Hacker News new | ask | show | jobs
by vidarh 947 days ago
> that's not really closer to bnf so maybe it's not what you're looking for

I'm really toying with a variety of things. One thing is the smaller/cleaner parsing of binary formats.

The other thing I'm playing with is seeing how close I get to cleanly expressing the grammars in pure Ruby, without parsing an external format. The two things are pretty orthogonal, and always enjoy looking at new ideas for parsing in general, not just what I can abuse the Ruby parser to handle directly...

Your format is interesting. I read it as the <name: ...> bit serving as a capture? If were to map that to Ruby, I'd probably use the Hash syntax to try to approximate it, so you'd end up with something "{expr: {first: ...}". Incorporating the actions without some extra clutter would be a bit tricky, because the operator overload's won't let you add a block, and so you're stuck with a minimum of ->() {...} or lambda { ... }, but I think representing it reasonably cleanly would be possible (of course this looks like a simple enough format to just parse directly as well).

For a taste of how close to avoiding "host language noise" you can get when embedding the grammars directly in Ruby (I've not settled on the specific operators, but it's a bit limited since you can't change the precedence, I do think the '/' which came from ABNF might have been a poor choice and I might revert to '|' in particular), here's a small fragment of the Toml grammar that will parse as valid Ruby with the right code:

    toml               <= expression & 0*(newline & expression)
    expression         <=  ws & [keyval / table] & ws & [ comment ]
    ws                 <= 0*wschar
    wschar             <= 0x20 / 0x09
    newline            <= 0x0a / (0x0d & 0x0a)
But that so far excludes captures.

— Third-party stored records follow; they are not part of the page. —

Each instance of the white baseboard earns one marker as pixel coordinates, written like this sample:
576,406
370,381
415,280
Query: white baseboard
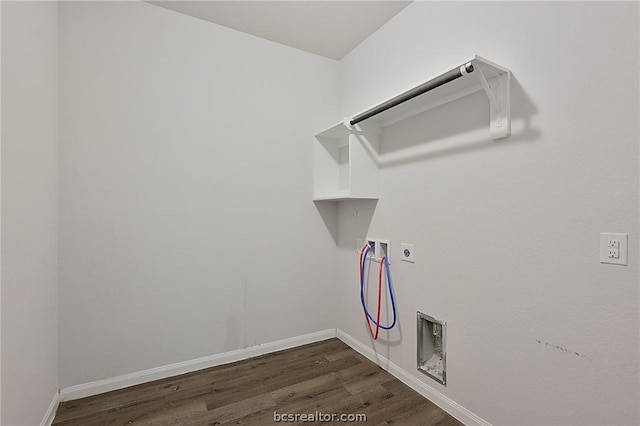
442,401
47,420
136,378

I'm tempted to default to simply capturing the terms by name.

The trick to making the above valid Ruby that this is defined inside a class that "uses" a set of refinements[1] that lexically overrides methods on a number of core classes only within the grammar definition, and then it instance_eval's the grammar within an object where method_missing returns an object that acts as a reference to named rules, so each rule is basically just a series of chained method calls (hence the annoying '&' - I think it may be viable to get rid of it by keeping track of state in the object whose method_missing gets invoked, but I'm not sure if it'll be robust enough to be worth the slight reduction in visual clutter)

Without the refinement feature we'd have to wrap the integers etc. if we didn't want to monkey-patch the standard classes and break everything. (This kind of DSL is the only really useful case I've found for the refinements feature so far)

[1] https://docs.ruby-lang.org/en/master/syntax/refinements_rdoc...